What's Your Name, Again?

It’s not unusual for prospective parents to spend countless hours agonising over the best name for baby. Unless you decide to stick a pin in the short-list, or let tradition dictate a ‘family’ name, you’re final decision may be influenced by any number of factors. Maybe it’s got be trendy, and when I say ‘trendy’, I probably mean traditional. Tom, Jack and Harry seem to have gained considerable ground on some of the more outlandish choices, Finbar, Tarquin, etc.

Some of us have ended up labelled after a relative stranger. In my case, I believe it was the vicar who baptised me. Others may be named on a whim, what might be termed, a sudden rush of brood to the head.
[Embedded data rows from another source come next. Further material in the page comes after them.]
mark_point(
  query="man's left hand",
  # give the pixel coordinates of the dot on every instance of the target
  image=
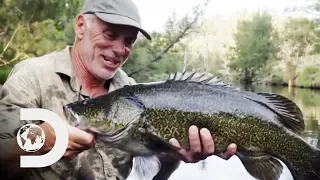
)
(196, 153)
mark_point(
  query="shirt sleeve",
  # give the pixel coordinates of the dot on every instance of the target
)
(21, 90)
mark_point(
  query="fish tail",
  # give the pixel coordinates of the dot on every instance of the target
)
(312, 169)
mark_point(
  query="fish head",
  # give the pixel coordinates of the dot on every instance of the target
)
(107, 116)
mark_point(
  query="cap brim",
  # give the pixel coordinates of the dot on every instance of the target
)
(117, 19)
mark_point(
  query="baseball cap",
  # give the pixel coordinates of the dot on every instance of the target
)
(123, 12)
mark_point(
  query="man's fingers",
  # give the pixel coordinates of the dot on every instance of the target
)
(207, 142)
(194, 139)
(69, 155)
(231, 150)
(183, 152)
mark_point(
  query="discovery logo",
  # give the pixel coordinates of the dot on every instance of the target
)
(23, 137)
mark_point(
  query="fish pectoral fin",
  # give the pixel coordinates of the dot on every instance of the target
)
(262, 167)
(146, 167)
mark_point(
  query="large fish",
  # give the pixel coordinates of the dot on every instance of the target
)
(141, 119)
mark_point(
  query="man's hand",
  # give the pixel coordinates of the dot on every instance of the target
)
(196, 153)
(78, 141)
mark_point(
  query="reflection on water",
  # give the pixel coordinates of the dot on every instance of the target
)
(309, 102)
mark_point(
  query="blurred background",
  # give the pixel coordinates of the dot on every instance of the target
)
(257, 45)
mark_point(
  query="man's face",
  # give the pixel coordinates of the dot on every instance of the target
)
(106, 47)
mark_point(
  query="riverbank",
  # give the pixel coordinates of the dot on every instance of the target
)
(307, 77)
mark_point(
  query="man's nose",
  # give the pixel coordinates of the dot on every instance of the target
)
(119, 47)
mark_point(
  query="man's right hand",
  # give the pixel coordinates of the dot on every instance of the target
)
(79, 140)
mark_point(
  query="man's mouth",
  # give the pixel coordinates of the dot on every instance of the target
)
(111, 62)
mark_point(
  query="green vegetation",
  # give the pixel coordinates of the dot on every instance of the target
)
(4, 72)
(252, 48)
(309, 77)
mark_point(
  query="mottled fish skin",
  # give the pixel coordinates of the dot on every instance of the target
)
(142, 118)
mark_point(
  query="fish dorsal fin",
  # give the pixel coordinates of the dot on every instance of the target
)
(194, 76)
(290, 114)
(261, 166)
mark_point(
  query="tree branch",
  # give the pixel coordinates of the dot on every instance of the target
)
(177, 39)
(10, 41)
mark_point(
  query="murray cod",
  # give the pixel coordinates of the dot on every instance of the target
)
(140, 119)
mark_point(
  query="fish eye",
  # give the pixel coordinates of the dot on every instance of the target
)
(84, 102)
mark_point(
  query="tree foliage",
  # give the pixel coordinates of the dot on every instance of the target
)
(34, 27)
(254, 46)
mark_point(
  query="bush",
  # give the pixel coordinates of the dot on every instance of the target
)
(309, 77)
(4, 72)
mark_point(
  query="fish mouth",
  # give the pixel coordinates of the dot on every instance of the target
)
(74, 118)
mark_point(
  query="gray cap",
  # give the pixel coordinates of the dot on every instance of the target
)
(124, 12)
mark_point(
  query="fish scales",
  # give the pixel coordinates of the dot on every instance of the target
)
(142, 118)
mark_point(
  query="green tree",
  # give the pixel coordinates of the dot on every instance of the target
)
(254, 46)
(34, 27)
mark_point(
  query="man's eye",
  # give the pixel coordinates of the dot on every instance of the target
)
(129, 41)
(111, 35)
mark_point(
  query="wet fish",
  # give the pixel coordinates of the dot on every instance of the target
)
(141, 118)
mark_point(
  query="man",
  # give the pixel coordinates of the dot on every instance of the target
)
(105, 34)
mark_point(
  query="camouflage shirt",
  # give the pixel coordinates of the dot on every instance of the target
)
(49, 82)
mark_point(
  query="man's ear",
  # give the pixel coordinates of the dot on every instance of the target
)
(80, 26)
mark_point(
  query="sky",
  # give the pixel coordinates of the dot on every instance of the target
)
(155, 13)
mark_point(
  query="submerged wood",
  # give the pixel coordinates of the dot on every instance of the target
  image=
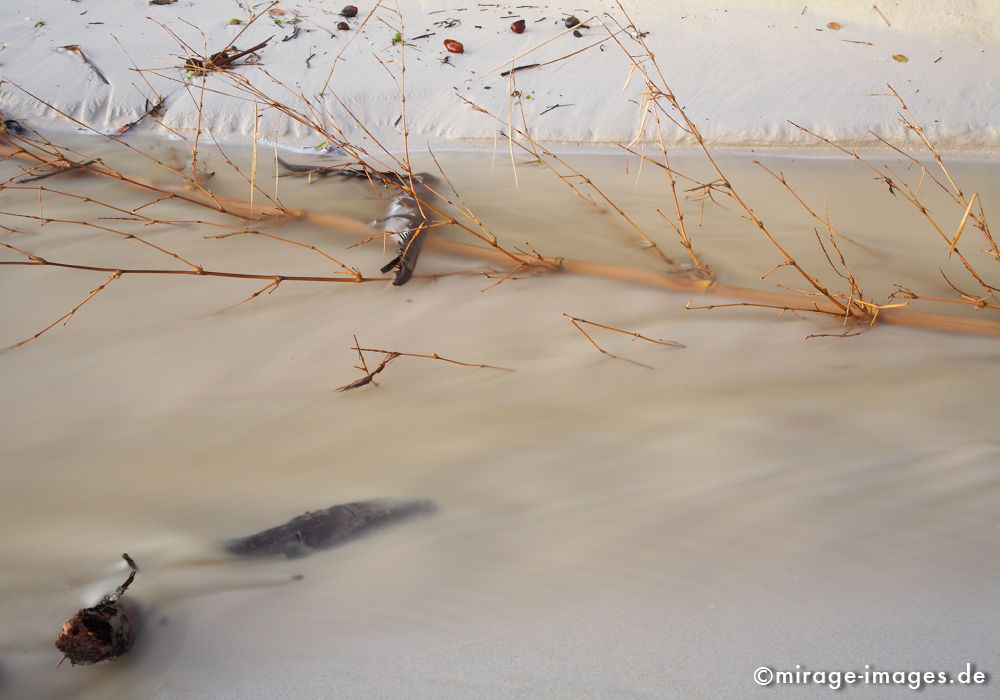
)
(103, 632)
(323, 529)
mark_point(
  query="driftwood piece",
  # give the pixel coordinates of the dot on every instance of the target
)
(405, 223)
(103, 632)
(323, 529)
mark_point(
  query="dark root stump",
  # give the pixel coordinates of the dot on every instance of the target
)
(323, 529)
(101, 633)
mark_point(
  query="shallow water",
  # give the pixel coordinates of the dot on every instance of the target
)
(606, 530)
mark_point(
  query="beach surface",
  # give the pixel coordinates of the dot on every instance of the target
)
(741, 69)
(660, 524)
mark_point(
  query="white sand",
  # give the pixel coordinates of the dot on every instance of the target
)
(741, 68)
(606, 530)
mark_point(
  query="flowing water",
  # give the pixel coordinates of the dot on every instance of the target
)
(605, 529)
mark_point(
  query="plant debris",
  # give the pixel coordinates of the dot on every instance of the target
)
(222, 60)
(151, 111)
(515, 70)
(13, 126)
(101, 633)
(76, 49)
(324, 529)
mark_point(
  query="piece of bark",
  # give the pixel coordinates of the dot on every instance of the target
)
(103, 632)
(323, 529)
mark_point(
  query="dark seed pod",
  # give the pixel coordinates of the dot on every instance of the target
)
(101, 633)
There’s no doubt about the celebrity effect, either. Kids called after football teams, pop stars and the like. Or even those poor little mites whose names carry the heavy weight of expectation. We named you well and, with that you will surely live up to it.

But for me, I’d like to give three cheers for Blaer. Never heard of her? Well, Blaer, which means ‘light breeze’, is an Icelandic girl that has just had her name recognised and approved by the authorities in her home country. Apparently, Blaer is considered a boy’s name and is not acceptable for a female. Hmm, I can imagine being called ‘hot air’, but ‘light breeze’, no. Too girly.